HERE IN CAPE COAST,  GHANA, ALONGSIDE THE CANYONS, WITH THE WAVES BREAKING BEFORE ME, I circle around a bit thinking that in this precise spot one of the greatest crimes against humanity have been committed. I do not know why, but my mind turns to the Count of Montecristo. Well, I guess I am thinking about Dumas’ hero as he was imprisoned in a fort with the same characteristics from which he managed to escape and exact revenge. Indeed, the novel’s Castle of If looks rather a lot like Cape Coast.

During lunch I ask Francis where he is going to eat. The chauffeur tells me “no problem”, but then at a certain point, he smiles with one eye closed, mulling it over, and then adds that he would eat something around and about later. Whilst I do not doubt that a great deal of African drivers would prefer to eat more, I have found out that many of them, many Africans if the truth be told, can go the entire day without eating and drinking and still be on top form. At least apparently.

I approach the restaurant that is located just to the side of Cape Coast. I descend by means of a stairwell carved in the rocks with the sea as my witness to the left, and continue along a passageway that leads to a wooden restaurant. At first I try to enjoy the breeze and for that reason I choose the seat closest to the window, but soon the violent scourge of the wind forces me to move a few rows back.

Meanwhile, behind me, a guy in a blue T-shirt and carrying a bag full of threads shouts at me, “Sir, sir, sir”. I am already quite starving so I do not pay him much heed, even though when I sit down a row further back, I can still hear how he insists, now from the beach.

The lad annoyingly asks me to spell my name to him, and, out of tiredness, I tell him “C-A-R-L-O-S”.

After this, I try some yam tatties and jollof rice, which is something along the lines of red rice, similar to, although dissimilar to it at the same time, the Spanish paella. Not too far from me, I spot how the waiters cannot avert their gaze from the soap opera on TV. The star of the show is, by the way, a gorgeous half-cast hunk with a goatee beard.

When I leave the restaurant, the guy in the blue T-shirt once again broaches me and shows me a bracelet with my name embroidered with the colours of Ghana. If I am honest, I really like the look of the bracelet and buy it off him before making haste to Elmina, a village close to Cape Coast, where another important fort is located. As we enter this fishing village, I begin to discover a marvellous city with a crowded market, children playing football, and the sea, the palm trees and, once again, the African local colours, as a backdrop. Indeed, you could quite easily lose yourself in Elmina.

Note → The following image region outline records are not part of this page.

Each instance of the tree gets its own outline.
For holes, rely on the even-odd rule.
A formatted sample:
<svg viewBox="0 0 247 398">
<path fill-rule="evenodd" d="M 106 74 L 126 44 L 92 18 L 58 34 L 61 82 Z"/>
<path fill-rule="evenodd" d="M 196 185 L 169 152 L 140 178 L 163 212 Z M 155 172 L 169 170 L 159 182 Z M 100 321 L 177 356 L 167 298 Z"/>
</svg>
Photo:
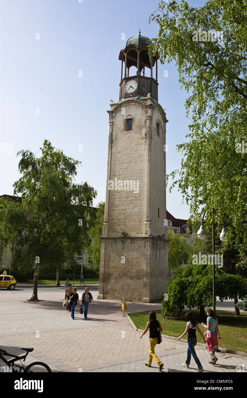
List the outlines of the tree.
<svg viewBox="0 0 247 398">
<path fill-rule="evenodd" d="M 168 231 L 168 267 L 174 270 L 179 268 L 183 262 L 186 264 L 189 257 L 188 246 L 182 236 L 178 234 Z"/>
<path fill-rule="evenodd" d="M 245 296 L 243 298 L 242 302 L 239 302 L 236 304 L 236 306 L 239 310 L 243 310 L 244 311 L 247 311 L 247 296 Z"/>
<path fill-rule="evenodd" d="M 177 146 L 183 156 L 181 170 L 170 175 L 170 190 L 178 184 L 192 218 L 203 205 L 208 226 L 213 221 L 222 225 L 226 218 L 226 244 L 234 233 L 236 242 L 245 247 L 246 2 L 210 0 L 197 8 L 184 1 L 167 5 L 161 0 L 159 6 L 160 12 L 150 18 L 159 29 L 149 53 L 158 51 L 161 63 L 175 60 L 179 82 L 188 93 L 188 118 L 191 113 L 186 142 Z"/>
<path fill-rule="evenodd" d="M 212 266 L 187 265 L 181 268 L 168 282 L 168 299 L 162 302 L 161 312 L 182 310 L 183 306 L 200 309 L 201 319 L 205 316 L 204 307 L 212 306 Z M 222 269 L 215 269 L 215 291 L 221 301 L 236 295 L 239 298 L 247 293 L 247 281 L 239 275 L 226 274 Z"/>
<path fill-rule="evenodd" d="M 88 263 L 91 265 L 94 271 L 97 273 L 100 273 L 101 246 L 100 236 L 102 236 L 104 215 L 105 202 L 100 202 L 97 208 L 95 221 L 89 230 L 91 243 L 87 249 L 88 254 L 90 256 Z"/>
<path fill-rule="evenodd" d="M 88 244 L 86 216 L 93 220 L 96 194 L 87 182 L 74 182 L 80 162 L 47 140 L 40 149 L 39 158 L 29 150 L 17 153 L 22 176 L 13 184 L 14 194 L 21 194 L 21 202 L 0 201 L 0 236 L 8 245 L 11 266 L 34 274 L 31 301 L 38 300 L 40 269 L 59 270 Z"/>
</svg>

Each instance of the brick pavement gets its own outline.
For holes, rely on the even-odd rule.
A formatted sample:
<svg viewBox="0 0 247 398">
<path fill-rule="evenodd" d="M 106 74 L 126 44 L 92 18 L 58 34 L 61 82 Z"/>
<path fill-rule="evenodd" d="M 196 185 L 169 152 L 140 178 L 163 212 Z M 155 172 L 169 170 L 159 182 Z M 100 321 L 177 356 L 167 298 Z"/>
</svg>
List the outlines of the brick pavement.
<svg viewBox="0 0 247 398">
<path fill-rule="evenodd" d="M 62 307 L 63 294 L 61 290 L 48 290 L 38 294 L 39 298 L 45 301 L 29 303 L 27 299 L 30 291 L 0 291 L 0 346 L 11 347 L 15 353 L 22 352 L 18 347 L 34 347 L 27 363 L 41 361 L 53 371 L 158 371 L 155 362 L 151 368 L 144 365 L 148 356 L 148 334 L 140 338 L 140 332 L 134 330 L 126 318 L 121 316 L 119 302 L 96 299 L 90 305 L 87 320 L 80 314 L 77 306 L 73 320 L 70 313 Z M 97 297 L 97 292 L 93 295 Z M 160 308 L 159 303 L 127 304 L 129 312 Z M 75 343 L 71 343 L 74 336 Z M 189 369 L 182 366 L 187 347 L 186 341 L 163 338 L 155 352 L 164 363 L 164 373 L 166 369 L 168 372 L 196 371 L 193 359 Z M 218 354 L 217 365 L 213 367 L 208 363 L 203 347 L 198 346 L 197 352 L 209 372 L 236 372 L 237 366 L 247 362 L 247 357 L 222 353 Z"/>
</svg>

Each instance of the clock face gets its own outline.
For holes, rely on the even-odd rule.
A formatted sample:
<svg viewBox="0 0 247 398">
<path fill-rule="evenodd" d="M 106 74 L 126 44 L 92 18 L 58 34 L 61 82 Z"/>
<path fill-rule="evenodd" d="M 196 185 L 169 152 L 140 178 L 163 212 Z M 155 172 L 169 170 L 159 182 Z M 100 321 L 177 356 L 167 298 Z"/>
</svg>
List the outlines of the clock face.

Just after parking, I notice that a group of scamps begin to eye me up. They talk amongst themselves and get ready to surround me as soon as I set foot on their soil. I am really getting tired of all this hassle but cannot help laughing when one who looks like a scoundrel tells me that his name is Michael Jackson. I finally manage to get inside the Elmina Castle – an enormous, white-coloured fort built by the Portuguese in 1482. It was subsequently overtaken by the Dutch and later fell under British control.

Inside the castle, we check out several prisons. In one of them, Europeans were held for getting drunk or for incurring in military indiscipline. There was a window through which food and water were passed to them regularly. But in the cell to the side, there was not even a measly window or a chink of light. Here was where the black slaves, who did not have the right to food or water, were kept. If they died, nobody batted an eyelid.

I take several walks around the castle. The contrast between the religious Portuguese style and the practical Dutch touch is somewhat startling.

I go into another one of the slaves’ “hideouts” and tell the guide that all this history of slavery is not well known in Europe. “No-one cares,” he responds.
Every year, every day, people remember other atrocities over the world, but nothing is ever said about slavery in Africa,” he states.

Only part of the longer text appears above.